Il semble que cette uvre
d'organisation fut la grande idée de l'ordre de Cluny dès sa fondation (910). Tantôt la
route appelant l'établissement clunisien, tantôt l'abbaye déviant la route,
l'organisation fut telle que le Guide du Pèlerin du début du XIIe siècle décrivait
avec précision quatre grandes voies parcourant la France. Elles convergeaient toutes dans
les Pyrénées occidentales et de là, ne formant plus qu'un chemin unique, le
"camino francés", aboutissaient à Compostelle.
Très vite, devant l'ampleur du
pèlerinage, la tâche de Cluny s'avéra insuffisante et de nombreux ordres religieux,
essentiellement hospitaliers, prirent le relais. Notre département du Gers, nous le
verrons, a connu une forte concentration clunisienne et hospitalière.
Chacune de ces institutions
développa un nombre considérable de structures d'accueil pour pèlerins, (et autres
passants) et en particulier des hôpitaux, maisons où l'on pratiquait l'hospitalité.
Certaines de nos petites villes gasconnes en comptent plusieurs.
LES QUATRE VOIES
Quatre
voies conduisent à Saint-Jacques", ainsi s'exprime, dès 1130 environ, le
"Guide du Pèlerin" d'Aimery Picaud.
Ces quatre
voies prennent naissance à Tours, à Vézelay, au Puy d'Auvergne, à Saint-Gilles en
Provence.

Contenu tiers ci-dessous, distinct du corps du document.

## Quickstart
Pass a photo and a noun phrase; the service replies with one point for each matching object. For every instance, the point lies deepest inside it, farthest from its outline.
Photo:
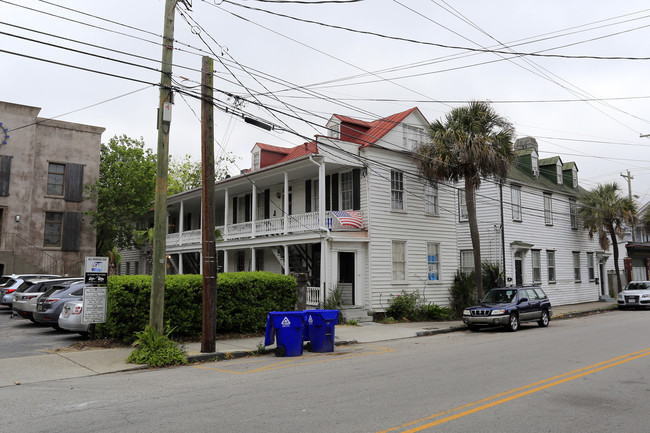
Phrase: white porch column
(253, 208)
(180, 225)
(286, 260)
(321, 194)
(226, 208)
(286, 203)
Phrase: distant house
(44, 165)
(530, 226)
(348, 209)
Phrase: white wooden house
(347, 209)
(531, 225)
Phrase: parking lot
(20, 337)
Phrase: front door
(519, 276)
(346, 277)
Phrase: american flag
(349, 219)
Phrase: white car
(635, 294)
(70, 318)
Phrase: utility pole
(208, 250)
(160, 211)
(629, 178)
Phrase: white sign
(97, 264)
(94, 308)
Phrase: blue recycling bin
(287, 328)
(319, 329)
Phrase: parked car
(70, 318)
(49, 304)
(635, 294)
(509, 307)
(27, 294)
(12, 282)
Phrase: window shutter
(71, 231)
(307, 196)
(356, 189)
(247, 207)
(5, 174)
(328, 193)
(74, 174)
(335, 191)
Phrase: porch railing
(299, 223)
(313, 296)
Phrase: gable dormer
(551, 169)
(570, 174)
(527, 155)
(263, 155)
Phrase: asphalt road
(21, 337)
(587, 374)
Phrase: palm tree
(472, 142)
(606, 212)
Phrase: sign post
(94, 298)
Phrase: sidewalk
(63, 365)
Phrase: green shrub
(463, 293)
(155, 349)
(243, 302)
(411, 306)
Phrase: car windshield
(499, 296)
(637, 286)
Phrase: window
(550, 260)
(548, 209)
(516, 202)
(55, 179)
(396, 190)
(590, 266)
(347, 191)
(576, 267)
(259, 259)
(413, 136)
(574, 174)
(53, 225)
(399, 261)
(573, 211)
(433, 261)
(537, 266)
(462, 206)
(467, 261)
(5, 175)
(431, 198)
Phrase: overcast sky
(584, 97)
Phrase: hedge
(243, 302)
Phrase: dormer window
(413, 136)
(534, 162)
(334, 130)
(256, 160)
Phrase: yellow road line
(519, 392)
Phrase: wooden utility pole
(160, 211)
(208, 250)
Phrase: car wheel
(543, 321)
(513, 322)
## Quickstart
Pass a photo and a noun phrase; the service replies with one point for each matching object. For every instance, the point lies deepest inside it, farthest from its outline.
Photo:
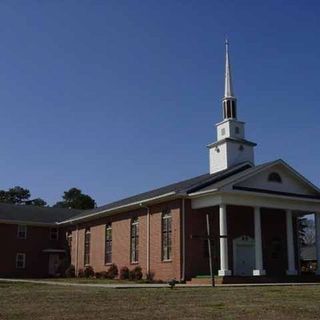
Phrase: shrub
(104, 275)
(113, 271)
(137, 273)
(80, 273)
(88, 272)
(150, 276)
(124, 273)
(131, 275)
(70, 271)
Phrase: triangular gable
(292, 183)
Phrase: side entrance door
(243, 256)
(54, 261)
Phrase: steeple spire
(229, 102)
(228, 88)
(231, 147)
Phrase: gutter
(136, 203)
(183, 271)
(148, 237)
(29, 223)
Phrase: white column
(258, 271)
(224, 265)
(317, 224)
(290, 246)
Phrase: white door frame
(244, 241)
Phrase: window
(274, 177)
(69, 240)
(135, 240)
(166, 235)
(229, 115)
(234, 113)
(224, 109)
(22, 232)
(54, 234)
(87, 239)
(108, 244)
(20, 260)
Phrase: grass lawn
(44, 302)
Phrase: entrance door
(54, 261)
(243, 255)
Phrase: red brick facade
(195, 262)
(37, 261)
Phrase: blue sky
(117, 97)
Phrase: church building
(237, 220)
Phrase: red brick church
(241, 215)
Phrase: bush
(113, 271)
(88, 272)
(150, 276)
(80, 273)
(104, 275)
(131, 275)
(70, 272)
(137, 273)
(124, 273)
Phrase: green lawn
(36, 301)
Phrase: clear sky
(120, 96)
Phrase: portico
(284, 210)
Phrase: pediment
(267, 179)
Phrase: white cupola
(231, 147)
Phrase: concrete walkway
(151, 285)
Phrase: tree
(75, 199)
(38, 202)
(15, 195)
(21, 196)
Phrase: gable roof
(11, 213)
(251, 172)
(176, 189)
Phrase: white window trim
(25, 233)
(20, 254)
(50, 235)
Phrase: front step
(206, 280)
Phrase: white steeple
(228, 88)
(231, 147)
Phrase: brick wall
(36, 261)
(121, 224)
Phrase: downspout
(148, 237)
(183, 271)
(77, 250)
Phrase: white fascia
(119, 208)
(28, 223)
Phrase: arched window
(166, 235)
(108, 244)
(87, 239)
(274, 177)
(134, 240)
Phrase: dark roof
(182, 187)
(33, 214)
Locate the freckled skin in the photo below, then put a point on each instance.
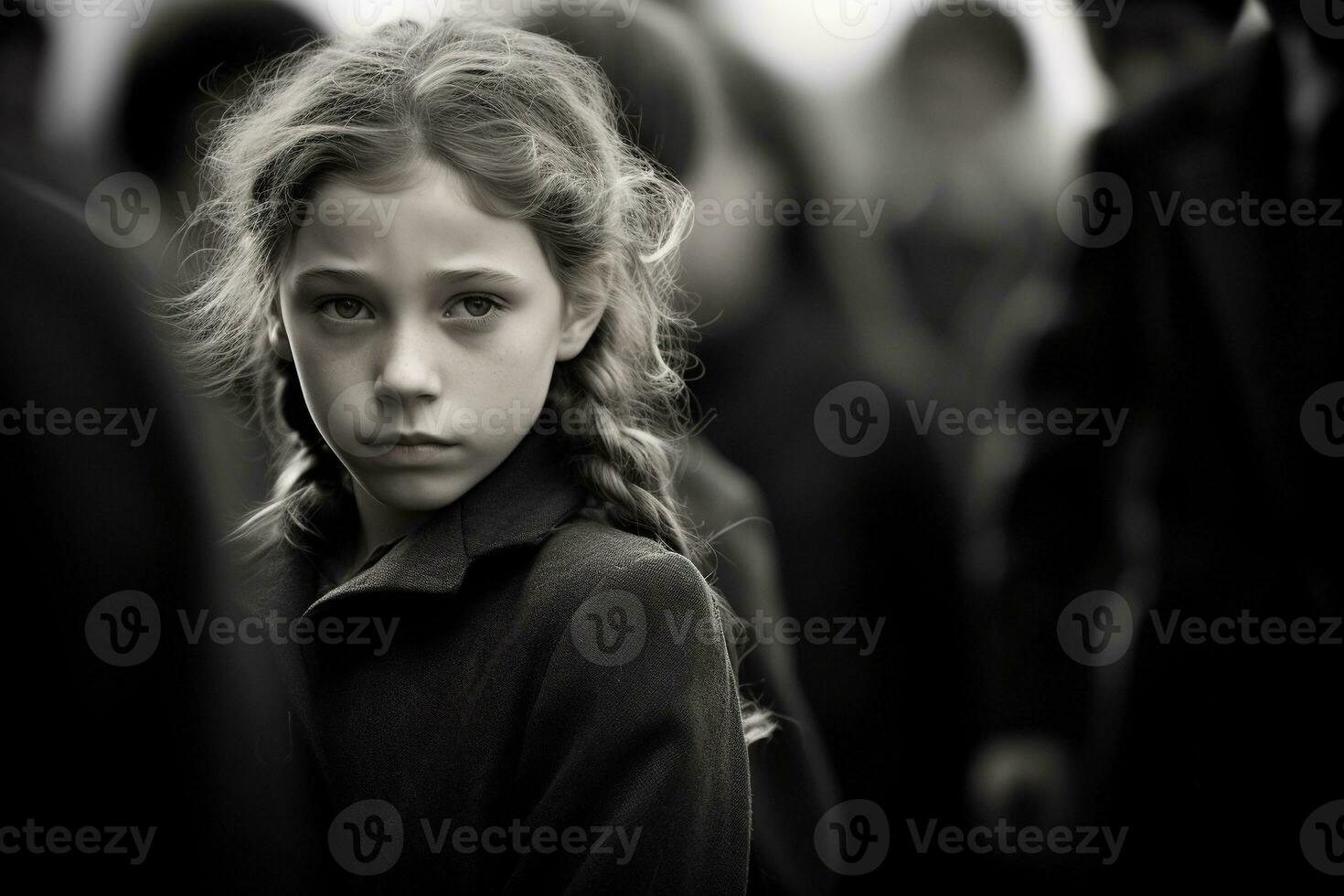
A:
(385, 344)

La description qui en est faite est rapide et signale seulement les sanctuaires
les plus marquants sur le parcours.
Les trois voies occidentales aboutissaient d'abord à Ostabat, en
Pays Basque français. Désormais unique, le chemin traversait les Pyrénées à
Roncevaux, descendait à Pampelune et rejoignait à Puente-la-Reina la quatrième voie,
celle venue de Provence, passant par Toulouse et Sainte-Christine au col du Somport.
Au début du
pélerinage, les pélerins empruntaient les voies existantes, c'est à dire les voies
romaines .
Bien entendu, les pèlerins
empruntaient aussi d'autres chemins. Mais il se trouve que le patient travail des
érudits, en Gascogne et dans le Gers en particulier, confirme la très nette
prééminence des routes du "Guide du Pèlerin " du XIIe siècle.

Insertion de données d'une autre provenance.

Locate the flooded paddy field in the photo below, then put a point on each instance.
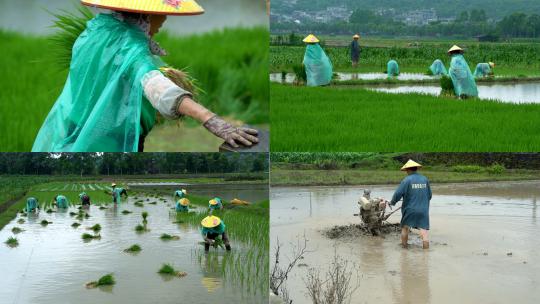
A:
(484, 243)
(52, 263)
(505, 92)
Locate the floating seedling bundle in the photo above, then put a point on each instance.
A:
(167, 269)
(106, 280)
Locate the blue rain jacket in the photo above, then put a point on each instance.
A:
(416, 194)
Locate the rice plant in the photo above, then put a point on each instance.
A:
(133, 249)
(167, 269)
(168, 237)
(16, 230)
(12, 242)
(106, 280)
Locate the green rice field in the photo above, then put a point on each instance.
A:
(353, 119)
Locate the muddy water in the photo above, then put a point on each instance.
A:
(52, 264)
(341, 76)
(30, 16)
(249, 192)
(473, 228)
(512, 93)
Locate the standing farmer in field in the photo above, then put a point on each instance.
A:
(60, 201)
(484, 70)
(317, 64)
(117, 83)
(355, 50)
(462, 78)
(117, 193)
(416, 194)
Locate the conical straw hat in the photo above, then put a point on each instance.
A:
(410, 164)
(311, 39)
(210, 221)
(153, 7)
(455, 48)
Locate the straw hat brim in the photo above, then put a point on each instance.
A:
(145, 7)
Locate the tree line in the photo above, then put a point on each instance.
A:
(131, 163)
(467, 24)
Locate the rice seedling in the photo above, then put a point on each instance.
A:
(89, 237)
(133, 249)
(168, 237)
(167, 269)
(295, 108)
(16, 230)
(106, 280)
(12, 242)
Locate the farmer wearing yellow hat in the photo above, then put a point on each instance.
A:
(117, 84)
(416, 194)
(317, 64)
(212, 228)
(355, 50)
(484, 70)
(462, 78)
(182, 205)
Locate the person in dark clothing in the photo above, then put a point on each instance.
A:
(355, 50)
(416, 194)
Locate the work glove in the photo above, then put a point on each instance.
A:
(230, 133)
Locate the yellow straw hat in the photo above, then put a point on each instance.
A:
(311, 39)
(153, 7)
(210, 221)
(410, 164)
(454, 49)
(184, 202)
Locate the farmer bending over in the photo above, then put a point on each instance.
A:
(60, 201)
(213, 227)
(118, 82)
(416, 194)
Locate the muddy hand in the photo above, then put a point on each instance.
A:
(230, 133)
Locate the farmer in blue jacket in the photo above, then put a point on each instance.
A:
(416, 194)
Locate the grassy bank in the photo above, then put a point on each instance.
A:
(230, 65)
(344, 119)
(294, 177)
(512, 59)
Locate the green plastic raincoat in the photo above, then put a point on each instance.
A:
(462, 78)
(318, 66)
(102, 107)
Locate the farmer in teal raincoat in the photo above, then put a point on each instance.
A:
(484, 70)
(212, 228)
(392, 68)
(117, 193)
(317, 64)
(416, 194)
(215, 204)
(462, 78)
(182, 205)
(32, 205)
(60, 201)
(117, 83)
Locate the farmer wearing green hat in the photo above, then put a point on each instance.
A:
(117, 83)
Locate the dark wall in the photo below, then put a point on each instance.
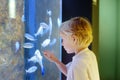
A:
(73, 8)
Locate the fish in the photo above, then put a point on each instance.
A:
(31, 69)
(29, 37)
(45, 42)
(53, 42)
(39, 58)
(17, 46)
(28, 45)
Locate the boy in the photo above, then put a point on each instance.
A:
(76, 35)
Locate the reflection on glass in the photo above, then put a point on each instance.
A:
(12, 8)
(43, 19)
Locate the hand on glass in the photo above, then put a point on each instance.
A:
(50, 56)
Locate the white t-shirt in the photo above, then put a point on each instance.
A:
(83, 66)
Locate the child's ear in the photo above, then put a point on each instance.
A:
(74, 39)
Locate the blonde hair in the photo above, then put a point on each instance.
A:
(80, 27)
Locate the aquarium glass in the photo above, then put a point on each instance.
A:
(42, 22)
(11, 40)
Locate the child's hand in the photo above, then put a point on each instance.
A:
(50, 56)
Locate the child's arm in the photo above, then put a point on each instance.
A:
(50, 56)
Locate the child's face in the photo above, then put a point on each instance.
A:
(67, 43)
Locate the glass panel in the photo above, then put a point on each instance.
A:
(11, 39)
(43, 19)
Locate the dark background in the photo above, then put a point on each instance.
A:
(73, 8)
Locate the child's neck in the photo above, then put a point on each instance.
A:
(78, 50)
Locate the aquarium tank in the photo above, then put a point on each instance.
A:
(27, 28)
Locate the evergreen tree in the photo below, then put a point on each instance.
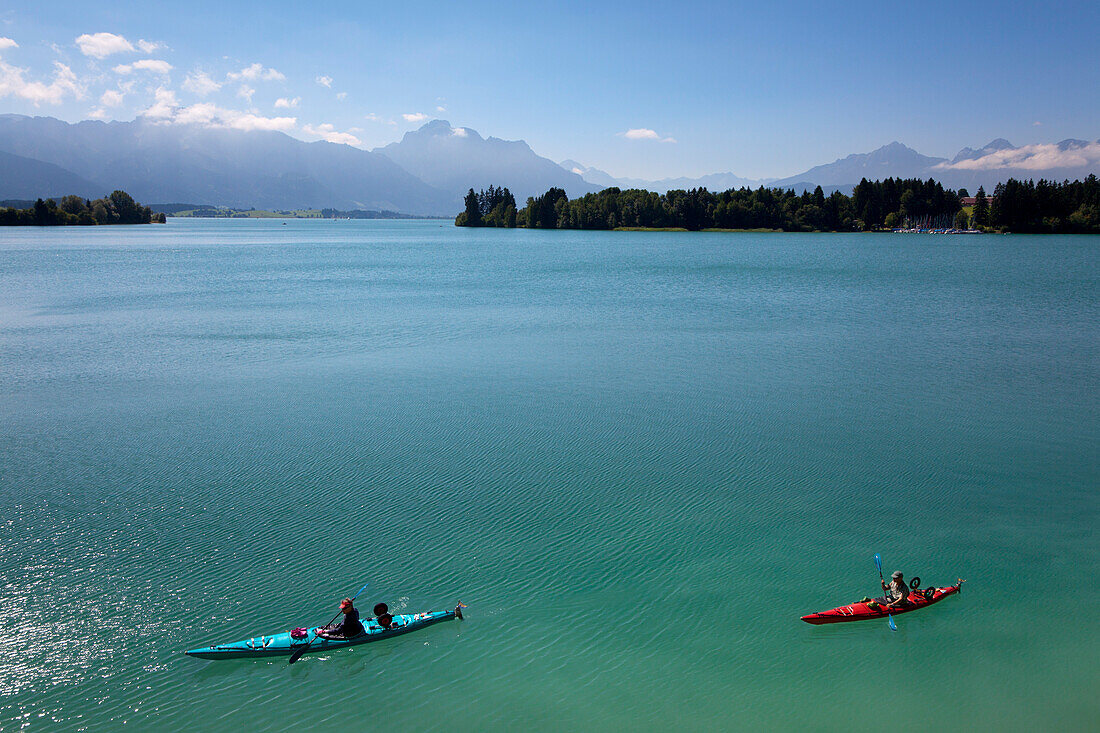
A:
(981, 208)
(473, 209)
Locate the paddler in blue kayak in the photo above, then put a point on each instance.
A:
(897, 591)
(347, 628)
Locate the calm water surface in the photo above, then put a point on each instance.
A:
(638, 458)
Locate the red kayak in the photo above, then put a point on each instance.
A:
(877, 609)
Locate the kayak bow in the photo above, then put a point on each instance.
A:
(283, 644)
(864, 610)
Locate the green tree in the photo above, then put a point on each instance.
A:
(473, 210)
(981, 208)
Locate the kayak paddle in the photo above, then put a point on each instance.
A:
(297, 653)
(878, 564)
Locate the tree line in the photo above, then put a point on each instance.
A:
(118, 208)
(1015, 206)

La Gascogne, on le voit, fut le lieu
de passage privilégié et de convergence des quatre chemins. Les deux plus occidentaux
zébrant la Lande du nord au sud ; les deux plus orientaux, celui venant du Puy, et celui
de Provence, traversant les pays gersois
Ce sont ces deux
derniers que nous présenterons ici, uniquement dans leur partie gersoise.

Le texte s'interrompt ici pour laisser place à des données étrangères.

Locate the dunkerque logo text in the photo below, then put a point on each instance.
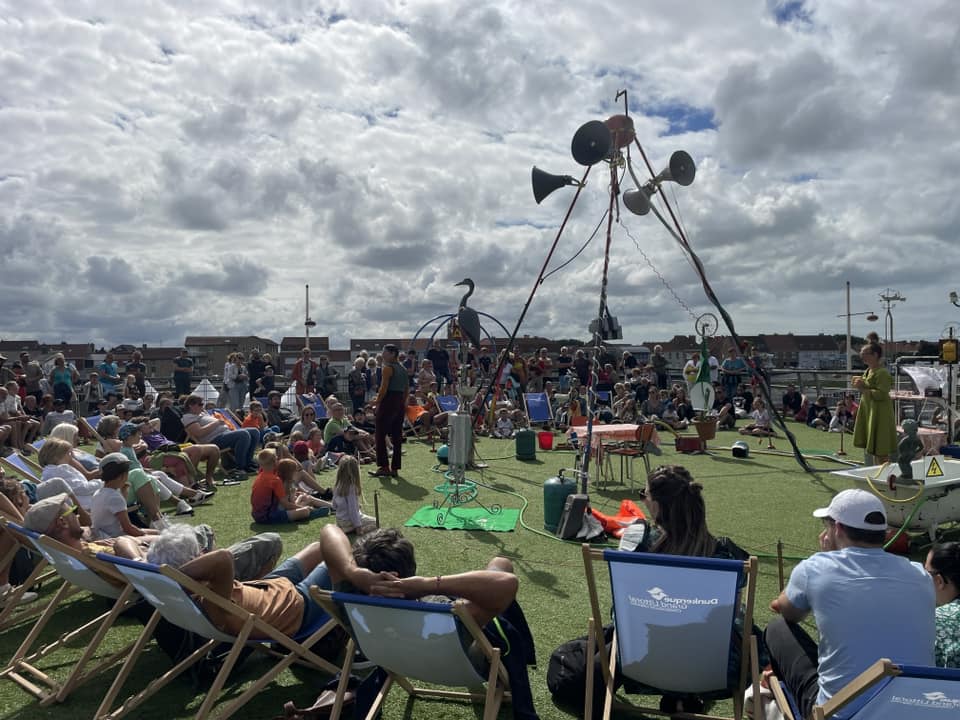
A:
(660, 600)
(936, 699)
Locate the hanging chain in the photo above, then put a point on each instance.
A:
(681, 303)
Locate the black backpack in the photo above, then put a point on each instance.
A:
(567, 674)
(171, 424)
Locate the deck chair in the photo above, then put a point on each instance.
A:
(674, 620)
(89, 426)
(79, 572)
(538, 408)
(630, 451)
(227, 416)
(12, 613)
(420, 641)
(171, 593)
(19, 465)
(887, 691)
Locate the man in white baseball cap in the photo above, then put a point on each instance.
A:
(867, 604)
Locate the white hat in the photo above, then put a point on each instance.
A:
(853, 508)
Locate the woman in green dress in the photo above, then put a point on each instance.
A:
(876, 427)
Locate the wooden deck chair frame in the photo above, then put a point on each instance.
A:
(746, 596)
(925, 692)
(497, 685)
(21, 465)
(178, 591)
(79, 572)
(539, 402)
(12, 613)
(90, 428)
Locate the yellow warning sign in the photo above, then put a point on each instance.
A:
(934, 470)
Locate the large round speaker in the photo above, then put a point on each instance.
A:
(682, 168)
(637, 201)
(621, 130)
(591, 143)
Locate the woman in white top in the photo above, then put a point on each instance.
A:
(55, 458)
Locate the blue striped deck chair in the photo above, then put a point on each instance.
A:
(89, 425)
(79, 572)
(172, 595)
(12, 613)
(538, 408)
(447, 403)
(887, 691)
(421, 641)
(674, 618)
(20, 466)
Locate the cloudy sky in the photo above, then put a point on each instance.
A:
(174, 168)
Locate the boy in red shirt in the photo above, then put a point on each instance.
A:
(268, 497)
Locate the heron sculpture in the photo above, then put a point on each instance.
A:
(467, 318)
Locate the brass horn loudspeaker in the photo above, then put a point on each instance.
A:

d'après le Guide du XIIe siècle
LA VOIE DE
PROVENCE
Venant d'Arles et de
Saint-Gilles, elle progresse vers l'ouest par Saint-Guilhem-le-Désert, Castres et atteint
Toulouse. Aussi les textes anciens l'appellent-ils tantôt via arelatensis, tantôt via
tolosana, voie d'Arles ou de Toulouse. Dans la capitale du Languedoc, la piété du
"roumieu" ou pèlerin de Saint-Jacques était sollicitée par de multiples
reliques et "Corps Saints", en particulier celui de saint Sernin ou Saturnin,
l'apôtre de Toulouse, dans la basilique qui lui était consacrée. Saint-Sernin possède
encore aujourd'hui 175 reliques réparties en 24 chasses et 95 bustes ou reliquaires ;
mais au Moyen Age leur nombre était beaucoup plus élevé.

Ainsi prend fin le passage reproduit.